Republicans acknowledge the long odds. “Newsom probably won’t lose the recall, let’s face it,” said Edward Ring, co-founder of the conservative California Policy Center. However, he said, “It’s still a chance to put him on trial.”

And what’s “truly unique,” Ring said, is that Heatlie and his organization got the recall on the ballot at all.

Nineteen states allow for the recall of state officials, and the bar for qualifying a recall for the ballot in California is relatively low, requiring the signatures of only 12 percent of the number of voters in the last election. Still, in a state the size of California, 12 percent of the turnout in 2018, or roughly 1.5 million signatures, is more than most activists can muster. Since 1913, California has seen 179 recall attempts of state elected officials, of which 10 qualified for the ballot. Newsom had been the subject of five failed recall attempts before the current one.

For that reason, few people initially took Heatlie and Netter seriously, or were even aware of what they were doing.
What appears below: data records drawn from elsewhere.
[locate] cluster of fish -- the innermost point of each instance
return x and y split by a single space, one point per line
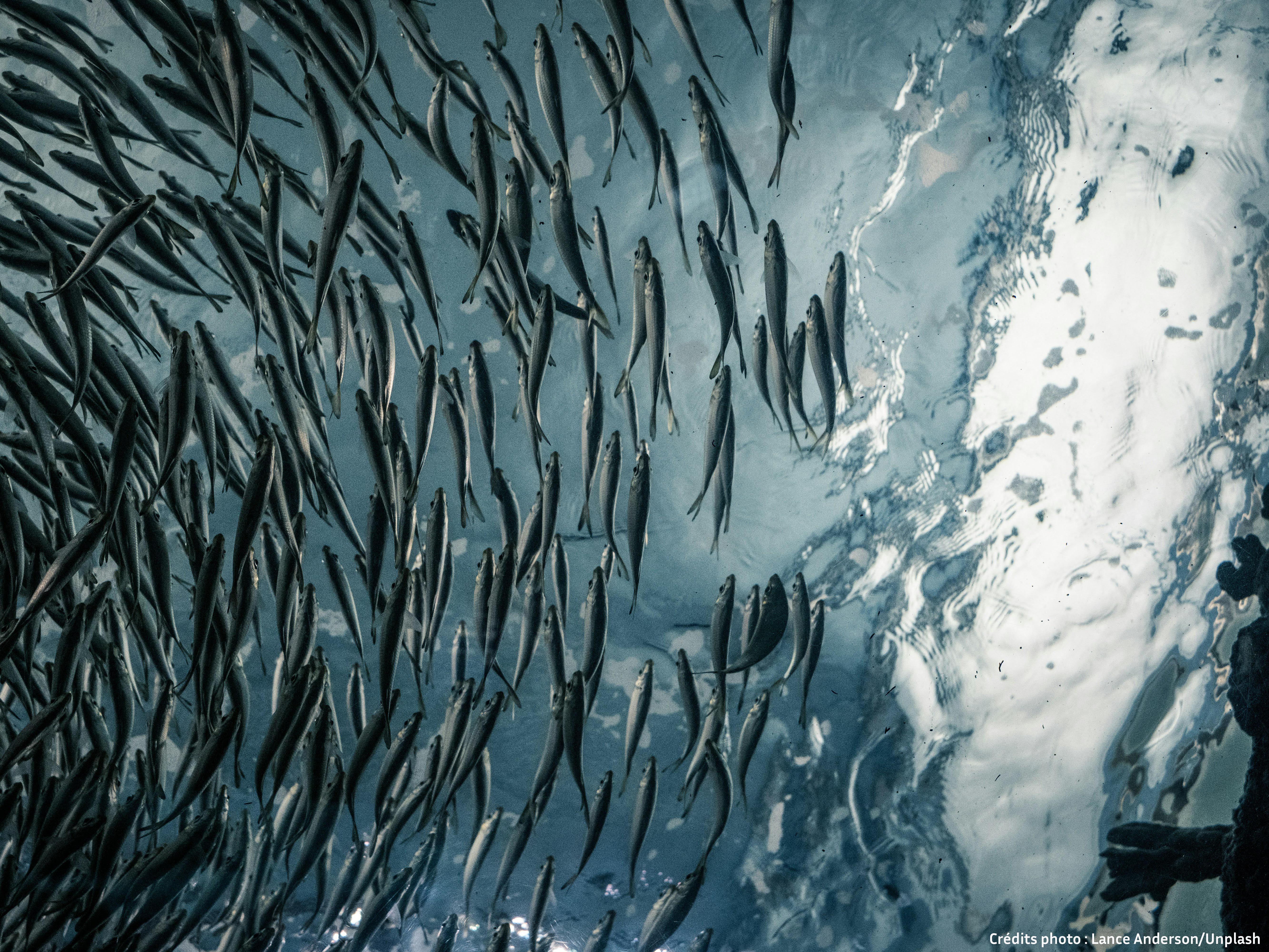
79 786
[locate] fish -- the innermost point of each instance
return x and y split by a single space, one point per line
780 32
483 403
641 817
691 706
669 911
813 655
560 577
527 149
574 725
596 827
115 229
800 612
538 902
717 765
598 941
770 629
759 360
777 284
509 79
606 88
606 257
237 69
478 852
723 291
658 342
720 411
610 487
639 508
796 367
456 417
344 596
641 701
485 185
512 855
551 488
641 106
790 93
418 271
546 74
565 228
682 21
508 507
751 734
338 215
758 50
438 134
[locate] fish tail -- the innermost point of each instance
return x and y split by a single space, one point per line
471 493
695 510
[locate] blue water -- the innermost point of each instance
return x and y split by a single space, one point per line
1016 526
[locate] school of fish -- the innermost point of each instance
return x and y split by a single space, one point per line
115 845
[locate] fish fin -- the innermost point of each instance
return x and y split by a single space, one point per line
648 56
471 494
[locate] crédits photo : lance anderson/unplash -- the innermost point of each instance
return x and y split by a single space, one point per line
1202 939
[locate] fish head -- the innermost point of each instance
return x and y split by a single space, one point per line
559 182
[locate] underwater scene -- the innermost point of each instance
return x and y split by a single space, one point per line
634 475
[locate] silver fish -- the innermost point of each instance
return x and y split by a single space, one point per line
773 619
796 367
669 911
564 224
835 307
531 624
639 510
508 77
813 655
598 815
598 941
658 343
610 487
483 403
789 89
606 88
639 326
641 701
485 182
780 32
641 817
338 215
678 11
546 73
720 411
717 765
723 291
560 577
751 734
759 361
574 727
478 852
538 902
551 489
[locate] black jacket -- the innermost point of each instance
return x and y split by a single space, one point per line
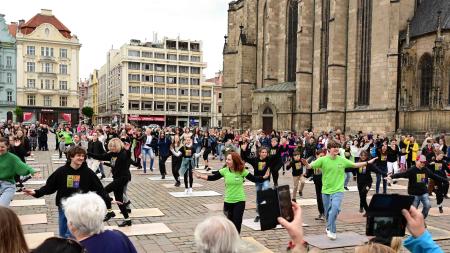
418 179
66 181
120 163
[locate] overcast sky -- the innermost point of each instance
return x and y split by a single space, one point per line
100 24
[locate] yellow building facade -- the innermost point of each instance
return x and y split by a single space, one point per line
47 70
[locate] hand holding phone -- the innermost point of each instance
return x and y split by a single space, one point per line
295 227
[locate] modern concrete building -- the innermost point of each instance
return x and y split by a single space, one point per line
47 69
217 104
368 65
8 79
158 82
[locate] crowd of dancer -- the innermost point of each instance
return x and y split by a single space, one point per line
330 159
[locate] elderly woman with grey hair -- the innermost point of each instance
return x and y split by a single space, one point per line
217 234
85 213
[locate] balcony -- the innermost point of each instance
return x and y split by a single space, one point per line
7 103
47 74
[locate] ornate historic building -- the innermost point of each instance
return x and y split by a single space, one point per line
371 65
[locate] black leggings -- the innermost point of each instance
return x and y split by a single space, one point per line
176 164
206 153
318 185
117 186
234 212
186 174
363 189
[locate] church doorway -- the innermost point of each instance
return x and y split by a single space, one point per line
267 120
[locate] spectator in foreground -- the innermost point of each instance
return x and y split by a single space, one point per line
11 233
85 213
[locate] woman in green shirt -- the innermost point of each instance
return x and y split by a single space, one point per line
10 165
234 174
The chairwoman of the California Republican Party, Jessica Millan Patterson, said she “had never heard of them before June of last year.” Del Beccaro, one former party chairman, said the same, as did another, Jim Brulte. “But obviously,” Brutle said, “they have something going.”

What Heatlie and Netter had, initially, was $500 each in seed money, a network of connections from their participation in the previous recall campaign, Heatlie’s familiarity, through his law enforcement training, with the National Incident Management System – a management tool he said he applied to the recall – and a prolific presence on social media.